The AI revolution isn’t coming. It’s already here. According to the State of Application Strategy 2025 report, 96% of enterprises are deploying AI models. We’re well past chatbot trials and productivity co-pilots. These models are now driving workflow automation, security response and performance optimization. But while AI ambitions are on a tear, operations are still dragging their heels and, in many cases, blocking the path entirely.
Ops Debt: AI’s Silent Bottleneck
At least 60% of organizations are still locked into manual workflows, legacy ticketing systems and siloed tooling. That’s not just inconvenient, it’s operational debt. And it’s quietly throttling enterprise AI not because the models don’t work, but because the environment they rely on hasn’t evolved past 2010.
Think of it like this: AI is the rocket. Ops is the launchpad. Right now, most orgs are trying to launch next-gen tech off a moss-covered slab held together by duct tape and service tickets.
The tension shows up clearly in outcomes. Early analysis of our latest, AI-focused research reveals that “increased productivity” and “improved operational efficiency” are the two most commonly realized benefits of AI, cited by 71% and 64% of respondents, respectively. That’s great. But if AI is delivering efficiency everywhere except IT operations, it raises a question: what’s broken?
Spoiler: it’s the process.
Even organizations that want to automate can’t, because their processes are as fragmented as their environments. Nearly a quarter cite ticketing system integration alone as a top blocker. And when we asked what’s actually consuming automation teams’ time, the top answers weren’t “fine-tuning LLMs” or “building agents”. No, they were managing vendor APIs and cranking out glue code. Ops teams are drowning in integration ductwork instead of shipping solutions.
This disconnect feeds directly into the talent crunch. It’s not just a lack of AI skillsets, it’s a lack of headroom. The people who could be scaling AI are too busy troubleshooting pipelines and waiting for approval to run scripts. Only 45% of orgs report any automated execution of app delivery or security tasks, despite nearly all saying they’re comfortable letting AI take the wheel on at least one operational function.
The punchline? AI is ready to help. It’s the environment that’s not ready to receive it.
Automation Alone Won’t Save You
Enter observability-driven automation and AIOps. This year, for the first time, automation – not alerting – is the top use case for operational telemetry. Two-thirds of respondents are already automating based on telemetry data, and more are close behind. That’s a sign of progress, but automation alone won’t save you from fragmentation.
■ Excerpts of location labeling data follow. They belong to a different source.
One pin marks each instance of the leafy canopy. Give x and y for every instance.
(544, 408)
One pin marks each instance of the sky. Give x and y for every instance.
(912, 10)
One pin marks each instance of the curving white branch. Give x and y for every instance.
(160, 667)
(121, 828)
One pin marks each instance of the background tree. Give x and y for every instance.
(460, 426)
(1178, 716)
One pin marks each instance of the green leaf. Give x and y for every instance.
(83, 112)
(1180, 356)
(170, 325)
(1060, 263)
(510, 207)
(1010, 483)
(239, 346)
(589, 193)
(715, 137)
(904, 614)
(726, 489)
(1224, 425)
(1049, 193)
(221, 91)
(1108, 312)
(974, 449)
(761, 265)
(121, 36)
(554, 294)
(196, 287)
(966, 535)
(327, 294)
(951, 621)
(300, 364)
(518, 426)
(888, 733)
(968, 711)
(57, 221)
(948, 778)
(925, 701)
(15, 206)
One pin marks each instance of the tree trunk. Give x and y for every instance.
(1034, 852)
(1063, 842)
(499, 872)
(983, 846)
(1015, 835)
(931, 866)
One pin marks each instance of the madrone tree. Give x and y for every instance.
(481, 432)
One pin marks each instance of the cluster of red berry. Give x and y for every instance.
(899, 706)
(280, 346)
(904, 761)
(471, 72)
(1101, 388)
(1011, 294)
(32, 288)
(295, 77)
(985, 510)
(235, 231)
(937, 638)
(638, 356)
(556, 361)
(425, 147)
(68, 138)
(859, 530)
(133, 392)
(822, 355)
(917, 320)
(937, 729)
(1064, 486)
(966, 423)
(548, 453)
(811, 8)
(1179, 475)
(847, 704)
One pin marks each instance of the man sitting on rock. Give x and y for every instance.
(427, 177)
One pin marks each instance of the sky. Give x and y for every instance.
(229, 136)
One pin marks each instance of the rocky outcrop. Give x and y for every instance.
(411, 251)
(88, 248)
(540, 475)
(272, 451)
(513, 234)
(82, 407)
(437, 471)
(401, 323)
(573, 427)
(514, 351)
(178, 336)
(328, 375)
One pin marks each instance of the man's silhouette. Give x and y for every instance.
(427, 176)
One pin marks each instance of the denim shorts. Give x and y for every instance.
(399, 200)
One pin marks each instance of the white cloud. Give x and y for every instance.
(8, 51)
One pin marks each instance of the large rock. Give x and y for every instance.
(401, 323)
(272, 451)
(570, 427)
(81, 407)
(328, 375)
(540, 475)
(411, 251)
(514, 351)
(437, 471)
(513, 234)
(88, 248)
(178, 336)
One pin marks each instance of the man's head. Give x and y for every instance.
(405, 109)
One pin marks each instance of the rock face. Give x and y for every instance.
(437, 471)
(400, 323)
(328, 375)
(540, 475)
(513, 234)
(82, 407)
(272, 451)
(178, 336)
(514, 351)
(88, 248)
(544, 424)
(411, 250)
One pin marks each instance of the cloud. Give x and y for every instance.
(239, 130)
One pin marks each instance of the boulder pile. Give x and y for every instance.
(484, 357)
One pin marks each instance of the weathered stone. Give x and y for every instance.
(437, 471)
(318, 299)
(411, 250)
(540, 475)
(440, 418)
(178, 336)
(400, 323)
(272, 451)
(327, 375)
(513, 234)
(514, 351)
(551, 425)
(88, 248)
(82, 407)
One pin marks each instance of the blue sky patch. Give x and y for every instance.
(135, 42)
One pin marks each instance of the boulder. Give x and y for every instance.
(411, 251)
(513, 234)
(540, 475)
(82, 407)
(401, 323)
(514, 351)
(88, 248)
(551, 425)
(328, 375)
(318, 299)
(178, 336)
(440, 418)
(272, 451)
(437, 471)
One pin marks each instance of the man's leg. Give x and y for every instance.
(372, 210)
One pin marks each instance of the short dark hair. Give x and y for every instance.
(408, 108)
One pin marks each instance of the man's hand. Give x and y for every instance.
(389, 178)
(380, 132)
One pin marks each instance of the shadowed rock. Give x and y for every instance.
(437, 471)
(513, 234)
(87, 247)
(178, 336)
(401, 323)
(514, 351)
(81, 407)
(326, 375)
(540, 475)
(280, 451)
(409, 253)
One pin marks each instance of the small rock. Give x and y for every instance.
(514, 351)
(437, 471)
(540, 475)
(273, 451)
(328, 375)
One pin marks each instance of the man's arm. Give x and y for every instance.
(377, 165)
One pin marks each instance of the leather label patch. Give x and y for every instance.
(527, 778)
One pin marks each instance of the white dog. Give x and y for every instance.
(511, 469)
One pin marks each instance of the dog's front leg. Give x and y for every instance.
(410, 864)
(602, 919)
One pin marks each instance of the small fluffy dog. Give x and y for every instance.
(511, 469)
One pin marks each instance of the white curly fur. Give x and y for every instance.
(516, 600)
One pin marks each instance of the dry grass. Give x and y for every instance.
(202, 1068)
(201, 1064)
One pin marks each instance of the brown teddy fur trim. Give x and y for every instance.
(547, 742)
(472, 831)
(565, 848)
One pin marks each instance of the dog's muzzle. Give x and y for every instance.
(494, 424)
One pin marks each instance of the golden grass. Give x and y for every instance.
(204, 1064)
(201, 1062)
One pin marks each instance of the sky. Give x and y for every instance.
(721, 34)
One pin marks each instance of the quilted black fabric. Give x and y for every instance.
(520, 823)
Nearly 80% of enterprises are running hybrid. They’re juggling a median of four public cloud vendors. That kind of sprawl is a nightmare for consistency unless you build a programmable, cloud-agnostic foundation. The most forward-thinking orgs are doing exactly that: cutting API bloat, consolidating toolsets and deploying orchestration platforms that treat apps, infrastructure and AI models as one operational plane.
But let’s be clear: Programmability isn’t a “nice to have.” It’s a survival trait.
The State of Application Strategy 2025 found that the #1 use case for programmability is mitigating zero-day threats. And with attackers increasingly using generative AI to find and exploit vulnerabilities faster, zero-days are about to become the new normal. In that reality, the ability to inject policy or rewrite traffic in real time, without waiting for human approval, doesn’t just matter. It’s table stakes.
AI Maturity Requires Infrastructure Maturity
Nowhere is the maturity gap more obvious than in the climb from GenAI to Agentic AI. Our focused research shows nearly half of organizations (47%) are running GenAI in full production. But when it comes to AI Agents? That drops to 9%. And Agentic AI? Just 5%.
It’s not a lack of interest holding them back. 50% say they’re still in early stages with AI Agents and 37% say the same for Agentic AI. The problem isn’t imagination. It’s infrastructure.
Agentic AI needs more than intelligence; it also needs autonomy. That means real-time telemetry, dynamic policy execution, secure API access and programmable platforms that can handle OODA loops (Observe, Orient, Decide, Act) without tripping over legacy systems. Most enterprises? Not there yet.
To scale AI, enterprises must invest in automated pipelines, cloud-agnostic architecture and programmable security. This isn’t about talent or budgets alone, it’s about aligning operations with ambition. Infrastructure isn’t just AI’s foundation; it’s the gateway to its future. Until it evolves, AI’s full potential remains out of reach.